Alpha-fetoprotein: A molecular bootstrap for hepatocellular carcinoma
How to cite this article: Kandasamy A, Pottakkat B. Alpha-fetoprotein: A molecular bootstrap for hepatocellular carcinoma. Int J Mol Immuno Oncol 2020;5(3):92-5.
Hepatocellular carcinoma (HCC) is well known for its aggressive nature and high recurrence rates. Alpha- fetoprotein (AFP) secreting tumors are more common in HCC. However, a few proportion of HCC do not produce AFP more than the basal level. AFP secreting tumors are more aggressive in nature since the ability of AFP to promote effective progression, growth, and metastasis of tumor. AFP also intervenes the immune system to evade the immune responses against cancer cells. AFP-producing tumors contain poorly differentiated cells similar to embryonic stem cells of liver mimicking rapid replication, proliferation, and AFP secretion by fetal liver. In this review, we highlight the crucial roles of AFP in immune evasion, aggressiveness, progression, and tumor biology of HCC.

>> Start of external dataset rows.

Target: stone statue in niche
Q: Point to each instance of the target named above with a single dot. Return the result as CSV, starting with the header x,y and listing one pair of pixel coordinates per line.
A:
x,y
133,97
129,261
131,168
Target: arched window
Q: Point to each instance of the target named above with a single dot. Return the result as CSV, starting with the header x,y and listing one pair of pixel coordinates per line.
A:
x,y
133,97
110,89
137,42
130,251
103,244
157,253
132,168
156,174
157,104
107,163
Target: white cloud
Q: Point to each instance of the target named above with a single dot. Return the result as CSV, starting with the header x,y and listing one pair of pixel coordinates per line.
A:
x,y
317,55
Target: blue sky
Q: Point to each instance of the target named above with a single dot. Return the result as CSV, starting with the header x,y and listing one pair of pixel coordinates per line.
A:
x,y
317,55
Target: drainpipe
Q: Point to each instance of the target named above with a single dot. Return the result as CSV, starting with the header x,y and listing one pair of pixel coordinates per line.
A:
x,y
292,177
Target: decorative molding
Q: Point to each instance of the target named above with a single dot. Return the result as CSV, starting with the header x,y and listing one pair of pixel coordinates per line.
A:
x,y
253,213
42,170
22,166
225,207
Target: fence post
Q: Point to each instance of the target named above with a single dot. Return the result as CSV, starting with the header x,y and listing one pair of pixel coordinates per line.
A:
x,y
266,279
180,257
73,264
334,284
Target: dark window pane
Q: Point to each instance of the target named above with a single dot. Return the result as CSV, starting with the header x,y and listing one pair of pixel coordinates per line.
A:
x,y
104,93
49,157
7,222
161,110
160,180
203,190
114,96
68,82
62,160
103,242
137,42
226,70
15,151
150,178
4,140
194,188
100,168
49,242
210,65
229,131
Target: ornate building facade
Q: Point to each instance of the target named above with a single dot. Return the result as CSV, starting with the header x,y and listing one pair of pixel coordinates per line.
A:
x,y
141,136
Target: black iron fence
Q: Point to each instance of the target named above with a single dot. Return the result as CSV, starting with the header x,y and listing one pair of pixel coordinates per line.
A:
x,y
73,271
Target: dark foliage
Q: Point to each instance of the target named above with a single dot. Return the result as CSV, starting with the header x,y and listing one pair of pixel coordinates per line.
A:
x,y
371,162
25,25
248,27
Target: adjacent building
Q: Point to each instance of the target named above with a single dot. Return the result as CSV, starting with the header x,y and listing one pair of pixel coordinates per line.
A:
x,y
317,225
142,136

Hepatocellular carcinoma (HCC) remains a major contributor for cancer-related mortality and morbidity as well and ranks the second most leading cause for global cancer mortalities. HCC is one of the few types of cancers which secretes alpha-fetoprotein (AFP). Among HCC tumors, nearly more than 50% of the HCC are AFP-secreting tumors. AFP is an oncofetal protein and was incorporated in the international guidelines for HCC surveillance and is the most commonly used serological biomarker in the diagnosis of HCC.[3,4] Recently, AFP was described as a marker of aggressiveness in HCC and used to predict the survival of HCC patients. Human AFP is a glycoprotein containing 4% of carbohydrate content and a total molecular weight of 69,000 Daltons. AFP has several functions in HCC such as proliferation, angiogenesis, and enhancement of antiapoptotic ability of HCC cells. It is also well known that AFP supports HCC progression by suppressing the immune system, leading to immune escape of HCC cells. These properties make the AFP-secreting tumors more aggressive in nature.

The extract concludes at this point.